Any of the following may point toward spiritual pain in the hospice setting [3]:

  • constant and chronic pain;
  • withdrawal or isolation from spiritual support systems;
  • conflict with family members, friends or support staff;
  • anxiety, fear or mistrust of family, physicians and hospice staff;
  • anger;
  • depression;
  • self-loathing;
  • hopelessness;
  • feelings of failure regarding one’s life;
  • lack of sense of humour;
  • inability to forgive;
  • despair; and
  • fear or dread.

These indicators and symptoms are related to the patient’s awareness of death and the struggles growing out of that awareness – struggles with losses of relationships, self, purpose and control.[4] Spiritual pain and suffering develop from the patient’s sense of helplessness as his illness diminishes or destroys what is meaningful in his life. Relief can only be found if the spiritual struggles at the heart of spiritual pain are addressed.

The relief of spiritual pain requires paying attention to the patient as a person. This involves looking beyond physical symptoms and medical treatments to the impact the illness and treatment is having on the person. Check on how your patient is coping with his situation. Begin by saying that people with his type of illness often have questions or worries about what is happening or what might happen in the future. You could follow this up by asking him if he has such questions or concerns. You might try a less directive approach by asking him what he thinks about when he goes to bed at night. If your patient is hesitant to open up about how he is experiencing his illness, you could let him know that if at any time he has questions or concerns, he can direct them to you or other team members. Assure him that you will do your best to get him the answers or support he needs.

If your patient does not respond to invitations to share how he is doing and continues to be agitated, anxious or panicky, you might need to be more direct in your approach.
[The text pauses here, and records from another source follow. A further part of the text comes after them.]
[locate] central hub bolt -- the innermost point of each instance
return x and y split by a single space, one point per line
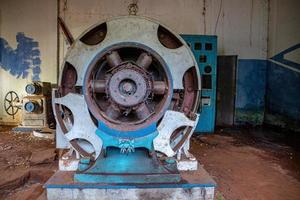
128 87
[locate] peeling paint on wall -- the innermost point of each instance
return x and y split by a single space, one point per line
24 59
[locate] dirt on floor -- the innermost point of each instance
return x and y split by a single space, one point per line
251 163
247 163
26 163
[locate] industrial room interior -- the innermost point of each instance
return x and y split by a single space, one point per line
141 99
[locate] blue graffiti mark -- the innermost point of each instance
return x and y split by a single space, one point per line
280 57
18 62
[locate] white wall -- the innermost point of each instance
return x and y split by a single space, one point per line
284 27
241 26
37 19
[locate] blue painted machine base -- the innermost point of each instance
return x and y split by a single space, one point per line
135 167
193 185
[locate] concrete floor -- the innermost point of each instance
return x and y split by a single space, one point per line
247 163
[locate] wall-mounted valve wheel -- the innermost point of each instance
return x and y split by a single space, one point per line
10 100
You could inform him that the team believes his agitation and anxiety may be related to the struggles he is having as a result of his illness. Health care professionals should exercise caution in not making him feel like he is pretending or that his pain is all in his head. One way to gently approach this topic is to say that suffering is never strictly physical but has an emotional or spiritual component, and that his health care team is just trying to get at the root of his distress. This might lead to a discussion about who might be best suited for talking with him about his suffering – a community spiritual leader he knows, a spiritual care provider on the team or another team member, a hospice volunteer, or a close and wise friend.

Determining the cause of spiritual pain is not easy, and eliminating it is not the goal. Spiritual pain is part of being human – it is how we deal with our mortality and limitations, respond to shattered expectations, and search for meaning in life and death. With spiritual pain comes a chance for growth and sometimes for transformation. As a health care professional, you can help patients embrace these opportunities by focusing on them as people. Invite them to share their questions and worries, and listen respectfully and attentively. By doing so, you can help them find the resources they need to make this season of life meaningful, and assure them that they are not alone and will not be abandoned.

References

1. Doyle D. Spiritual care: can we teach it? HKSPM Newsletter 2004;1:4-6.

2. Kearney M, Mount B. Spiritual care of the dying patient. In: Chochinov M, Breitbart W, eds. Handbook of Psychiatry in Palliative Medicine. New York, NY: Oxford University Press; 2000:357-373.

3. Hay MW. Principles in building spiritual assessment tools. Am J Hosp Care. 1989;6(5):25-31.

Other reference

Millspaugh CD. Assessment and response to spiritual pain: part I. J Palliat Med. 2005;(8)5:919-923.